Food Fanatics Answers Your Restaurant Questions

Seasoned advice on the front and back of the house

Q. What can I do about rising costs of seafood and the higher prices for organic foods?
A. Farm to table is not a fad but a standard in the industry. You can come out ahead by structuring a seasonal menu when locally grown food offers the best prices. The same goes for seafood. Certain types of seafood are priced better at various times of the year. You can also lower costs by purchasing less popular fish.

Q. I will be opening another location of my restaurant and want to avoid the headaches I had with some of the equipment with my original place. When the equipment started acting up, it was tough getting help or anyone to own up. Any suggestions?
A. This is when customer service becomes an important determining factor. Prior to purchasing or leasing, check for extended warranties as well as the manufacturer’s record for customer service. See if the equipment or supply company offers help from its own in-house specialists, which can be an invaluable tool to help facilitate repairs. It’s always worth checking online to see if common problems have been discussed in group chats. They could come in handy later.


Q. I’m a big believer in staff training but I can see the staff is looking bored.
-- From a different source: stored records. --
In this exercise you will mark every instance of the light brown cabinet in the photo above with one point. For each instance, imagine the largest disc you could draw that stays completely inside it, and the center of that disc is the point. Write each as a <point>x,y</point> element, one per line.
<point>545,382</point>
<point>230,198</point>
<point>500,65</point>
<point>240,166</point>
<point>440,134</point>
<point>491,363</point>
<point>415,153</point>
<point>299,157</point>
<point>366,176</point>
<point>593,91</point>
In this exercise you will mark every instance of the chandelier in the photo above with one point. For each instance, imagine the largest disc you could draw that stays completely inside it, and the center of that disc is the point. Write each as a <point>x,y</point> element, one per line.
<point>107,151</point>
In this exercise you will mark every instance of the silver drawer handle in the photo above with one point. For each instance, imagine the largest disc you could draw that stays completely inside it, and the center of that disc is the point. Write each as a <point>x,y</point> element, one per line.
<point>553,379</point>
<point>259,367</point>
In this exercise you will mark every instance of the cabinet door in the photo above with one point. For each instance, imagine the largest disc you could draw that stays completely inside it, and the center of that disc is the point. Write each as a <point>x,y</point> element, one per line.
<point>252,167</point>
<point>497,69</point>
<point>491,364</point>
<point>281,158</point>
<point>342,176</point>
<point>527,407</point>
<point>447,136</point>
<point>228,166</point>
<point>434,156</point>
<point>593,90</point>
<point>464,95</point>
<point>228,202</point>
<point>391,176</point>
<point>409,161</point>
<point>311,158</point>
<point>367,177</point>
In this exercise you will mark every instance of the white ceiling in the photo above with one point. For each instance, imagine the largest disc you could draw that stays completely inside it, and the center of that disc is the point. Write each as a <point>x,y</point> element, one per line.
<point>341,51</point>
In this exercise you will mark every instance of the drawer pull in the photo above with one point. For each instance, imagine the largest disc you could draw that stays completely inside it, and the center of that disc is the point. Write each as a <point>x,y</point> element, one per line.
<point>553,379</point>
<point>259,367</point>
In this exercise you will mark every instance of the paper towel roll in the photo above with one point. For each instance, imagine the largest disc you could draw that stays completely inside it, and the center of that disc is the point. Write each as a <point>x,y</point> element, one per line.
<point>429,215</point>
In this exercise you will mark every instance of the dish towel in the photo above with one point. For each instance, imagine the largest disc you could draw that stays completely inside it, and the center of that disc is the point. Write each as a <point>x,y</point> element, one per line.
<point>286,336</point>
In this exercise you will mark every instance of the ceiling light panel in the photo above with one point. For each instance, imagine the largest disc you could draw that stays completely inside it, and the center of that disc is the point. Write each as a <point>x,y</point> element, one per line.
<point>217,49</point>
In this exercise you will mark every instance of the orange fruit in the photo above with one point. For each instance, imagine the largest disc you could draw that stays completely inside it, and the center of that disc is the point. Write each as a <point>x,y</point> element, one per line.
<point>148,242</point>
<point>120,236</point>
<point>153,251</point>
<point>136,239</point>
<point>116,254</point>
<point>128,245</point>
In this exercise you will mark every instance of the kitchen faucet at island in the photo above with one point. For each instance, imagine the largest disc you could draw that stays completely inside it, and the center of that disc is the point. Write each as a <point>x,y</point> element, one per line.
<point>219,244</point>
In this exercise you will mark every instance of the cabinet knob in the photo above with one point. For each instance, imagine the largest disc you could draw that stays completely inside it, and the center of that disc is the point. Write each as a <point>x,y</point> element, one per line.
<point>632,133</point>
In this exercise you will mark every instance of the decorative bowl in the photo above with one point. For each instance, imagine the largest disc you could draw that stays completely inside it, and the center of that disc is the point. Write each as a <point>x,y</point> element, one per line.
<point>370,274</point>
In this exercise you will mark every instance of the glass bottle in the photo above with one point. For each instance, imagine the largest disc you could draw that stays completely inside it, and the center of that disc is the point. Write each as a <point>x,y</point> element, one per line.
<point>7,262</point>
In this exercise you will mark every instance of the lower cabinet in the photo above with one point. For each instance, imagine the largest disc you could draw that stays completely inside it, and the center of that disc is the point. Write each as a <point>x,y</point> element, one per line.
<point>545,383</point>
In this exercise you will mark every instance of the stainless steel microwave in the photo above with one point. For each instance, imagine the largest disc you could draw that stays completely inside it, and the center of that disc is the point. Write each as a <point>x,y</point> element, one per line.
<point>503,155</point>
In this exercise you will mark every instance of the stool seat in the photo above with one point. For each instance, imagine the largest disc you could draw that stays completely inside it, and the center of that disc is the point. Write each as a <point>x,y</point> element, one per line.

What are some ways to get them interested?
A. Nothing gets staff more excited than freebies and choice shifts. Assign each worker a topic that he or she thinks everyone could improve upon and comes up with ideas. If staff looks at you blankly, throw ideas on paper, toss them into a bowl and let them choose. The worker who leads the training gets rewarded with a choice shift or a comp meal to enjoy on a day off.

Q. I may be a latecomer to sous vide but that doesn’t mean the local health department is more cooperative. Our local officials don’t think the cooking method is safe. Do I have any recourse?
A. The great thing about jumping on the bandwagon later is the trail has already been blazed. You need a thorough and detailed plan that documents every stage of prep, from receiving to plating. You can find HACCP (Hazard Analysis and Critical Control Points) guidelines and software online to help you.

Q. Business is slow during the really hot months in the South. What can we do to drum up sales?
A. Give locals a discount for coming in and call the promotion something fun, such as “Loco for Locals” (if tourists comment on this, offer them the discount as well as long as they pledge to become a local. The point is to make it fun.). Offer special pricing for bestsellers with the biggest profit margins and make sure to take a hard look at labor to ensure that all the profitability numbers align.

Q. To increase sales, we’re doing more private dining and off-premise catering. But we want to control labor costs. Any ideas?
A. Think about what you are known for and what you do well and decide which ingredients or products you can purchase already prepped to save time and labor. Crunch the numbers and see what works best for your operations.